A senior source told Reuters that Iranian Foreign Minister Abbas Araghchi was due to deliver a letter from Khamenei to Putin, seeking the latter's support.

Iran has not been impressed with Russia's support so far, Iranian sources told Reuters, and the country wants Putin to do more to back it against Israel and the United States. The sources did not elaborate on what assistance Tehran wanted.

The Kremlin said that Putin would receive Araghchi but did not say what would be discussed.

Araghchi was quoted by the state TASS news agency as saying that Iran and Russia were coordinating their positions on the current escalation in the Middle East.

Putin has repeatedly offered to mediate between the United States and Iran, and said that he had conveyed Moscow's ideas on resolving the conflict to them while ensuring Iran's continued access to civil nuclear energy.

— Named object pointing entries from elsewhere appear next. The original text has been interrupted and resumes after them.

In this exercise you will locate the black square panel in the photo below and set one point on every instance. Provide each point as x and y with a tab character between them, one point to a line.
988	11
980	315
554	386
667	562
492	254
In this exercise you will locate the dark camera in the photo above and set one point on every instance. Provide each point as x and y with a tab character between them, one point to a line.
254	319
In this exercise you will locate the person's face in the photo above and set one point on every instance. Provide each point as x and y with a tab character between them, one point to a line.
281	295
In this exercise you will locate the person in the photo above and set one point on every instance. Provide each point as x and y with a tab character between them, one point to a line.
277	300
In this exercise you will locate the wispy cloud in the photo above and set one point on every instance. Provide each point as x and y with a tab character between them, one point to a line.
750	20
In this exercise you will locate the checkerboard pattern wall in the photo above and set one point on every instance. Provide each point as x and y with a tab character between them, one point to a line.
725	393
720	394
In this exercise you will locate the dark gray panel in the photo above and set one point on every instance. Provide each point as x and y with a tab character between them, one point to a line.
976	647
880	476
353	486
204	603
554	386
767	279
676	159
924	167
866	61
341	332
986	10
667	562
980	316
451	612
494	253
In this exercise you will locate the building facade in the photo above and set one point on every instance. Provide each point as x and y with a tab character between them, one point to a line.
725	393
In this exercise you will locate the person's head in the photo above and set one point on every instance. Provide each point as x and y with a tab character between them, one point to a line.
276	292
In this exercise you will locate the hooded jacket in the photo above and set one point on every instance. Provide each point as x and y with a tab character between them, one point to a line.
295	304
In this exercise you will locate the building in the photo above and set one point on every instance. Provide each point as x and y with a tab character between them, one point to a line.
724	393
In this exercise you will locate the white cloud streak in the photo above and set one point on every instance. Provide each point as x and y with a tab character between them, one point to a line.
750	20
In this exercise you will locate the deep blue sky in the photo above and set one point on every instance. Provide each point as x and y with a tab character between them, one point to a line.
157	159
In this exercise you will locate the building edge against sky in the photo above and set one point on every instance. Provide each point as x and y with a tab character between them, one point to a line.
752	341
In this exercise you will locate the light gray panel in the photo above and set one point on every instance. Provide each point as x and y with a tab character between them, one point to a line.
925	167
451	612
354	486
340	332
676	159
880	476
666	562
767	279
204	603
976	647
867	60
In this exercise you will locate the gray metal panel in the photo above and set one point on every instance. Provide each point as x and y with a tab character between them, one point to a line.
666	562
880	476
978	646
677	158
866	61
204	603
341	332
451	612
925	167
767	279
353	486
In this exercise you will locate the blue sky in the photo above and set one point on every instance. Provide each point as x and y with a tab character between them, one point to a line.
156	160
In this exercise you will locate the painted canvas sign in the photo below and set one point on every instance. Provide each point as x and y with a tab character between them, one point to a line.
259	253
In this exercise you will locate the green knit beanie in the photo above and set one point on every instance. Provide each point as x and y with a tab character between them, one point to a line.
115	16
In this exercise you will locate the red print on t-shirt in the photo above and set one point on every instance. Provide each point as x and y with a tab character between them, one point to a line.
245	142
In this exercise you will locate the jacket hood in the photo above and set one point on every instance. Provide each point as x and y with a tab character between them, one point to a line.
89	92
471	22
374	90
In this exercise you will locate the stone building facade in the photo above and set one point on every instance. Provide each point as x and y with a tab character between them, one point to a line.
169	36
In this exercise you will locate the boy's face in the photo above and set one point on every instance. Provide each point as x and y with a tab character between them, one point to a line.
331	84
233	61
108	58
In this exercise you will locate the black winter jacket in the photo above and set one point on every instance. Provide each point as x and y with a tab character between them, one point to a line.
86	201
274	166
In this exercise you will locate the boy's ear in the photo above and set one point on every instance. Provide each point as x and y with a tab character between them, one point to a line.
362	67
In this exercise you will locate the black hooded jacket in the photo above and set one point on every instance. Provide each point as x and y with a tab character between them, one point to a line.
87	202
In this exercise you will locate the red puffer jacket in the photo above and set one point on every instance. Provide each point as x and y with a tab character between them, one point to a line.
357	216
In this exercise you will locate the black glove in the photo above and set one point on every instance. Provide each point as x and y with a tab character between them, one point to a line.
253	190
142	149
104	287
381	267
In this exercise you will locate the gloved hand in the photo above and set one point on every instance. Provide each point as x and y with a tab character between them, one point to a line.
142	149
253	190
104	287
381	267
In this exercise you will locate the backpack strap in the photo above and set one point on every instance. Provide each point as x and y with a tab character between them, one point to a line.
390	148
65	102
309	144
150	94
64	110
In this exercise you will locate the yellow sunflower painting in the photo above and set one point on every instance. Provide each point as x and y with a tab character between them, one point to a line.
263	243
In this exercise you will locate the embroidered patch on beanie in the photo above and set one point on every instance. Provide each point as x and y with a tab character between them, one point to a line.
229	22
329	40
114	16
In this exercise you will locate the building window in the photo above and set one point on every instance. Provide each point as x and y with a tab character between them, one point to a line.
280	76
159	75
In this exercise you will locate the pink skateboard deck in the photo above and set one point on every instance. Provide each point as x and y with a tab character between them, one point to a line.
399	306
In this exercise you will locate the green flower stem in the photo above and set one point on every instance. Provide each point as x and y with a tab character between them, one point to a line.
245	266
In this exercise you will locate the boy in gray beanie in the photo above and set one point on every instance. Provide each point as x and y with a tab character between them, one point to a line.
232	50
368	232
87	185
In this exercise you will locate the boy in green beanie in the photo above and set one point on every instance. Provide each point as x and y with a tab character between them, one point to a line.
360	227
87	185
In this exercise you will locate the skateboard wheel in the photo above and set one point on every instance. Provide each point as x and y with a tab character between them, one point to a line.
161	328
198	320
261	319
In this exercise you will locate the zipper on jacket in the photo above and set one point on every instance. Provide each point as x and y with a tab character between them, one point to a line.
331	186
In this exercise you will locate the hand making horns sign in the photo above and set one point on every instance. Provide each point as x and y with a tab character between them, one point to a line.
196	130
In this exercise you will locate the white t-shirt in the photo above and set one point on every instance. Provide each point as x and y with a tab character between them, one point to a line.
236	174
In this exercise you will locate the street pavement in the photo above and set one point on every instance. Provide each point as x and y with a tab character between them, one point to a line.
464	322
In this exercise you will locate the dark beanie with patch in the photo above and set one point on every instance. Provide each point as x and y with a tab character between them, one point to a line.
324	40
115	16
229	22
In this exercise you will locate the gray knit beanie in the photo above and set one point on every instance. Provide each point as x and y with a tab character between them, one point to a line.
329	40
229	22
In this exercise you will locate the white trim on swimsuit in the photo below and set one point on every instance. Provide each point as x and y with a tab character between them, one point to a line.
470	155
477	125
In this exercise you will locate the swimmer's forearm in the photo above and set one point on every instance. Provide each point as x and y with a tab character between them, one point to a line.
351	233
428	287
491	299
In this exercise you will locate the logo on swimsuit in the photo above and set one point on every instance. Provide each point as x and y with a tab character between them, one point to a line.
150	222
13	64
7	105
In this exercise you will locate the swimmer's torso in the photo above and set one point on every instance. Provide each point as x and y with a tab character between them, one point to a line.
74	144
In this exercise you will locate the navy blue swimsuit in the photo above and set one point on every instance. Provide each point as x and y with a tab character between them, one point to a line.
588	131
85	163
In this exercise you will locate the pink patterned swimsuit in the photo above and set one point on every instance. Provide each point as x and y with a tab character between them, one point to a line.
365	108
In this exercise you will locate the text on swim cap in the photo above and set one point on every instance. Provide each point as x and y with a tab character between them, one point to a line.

The Kremlin chief last week refused to discuss the possibility that Israel and the United States would kill Khamenei.

Putin said that Israel had given Moscow assurances that Russian specialists helping to build two more reactors at the Bushehr nuclear power plant in Iran would not be hurt in air strikes.

Russia, a longstanding ally of Tehran, plays a role in Iran's nuclear negotiations with the West as a veto-wielding UN Security Council member and a signatory to an earlier nuclear deal Trump abandoned during his first term in 2018.

But Putin, whose army is fighting a major war of attrition in Ukraine for the fourth year, has so far shown little appetite in public for diving into a confrontation with the United States over Iran just as Trump seeks to repair ties with Moscow.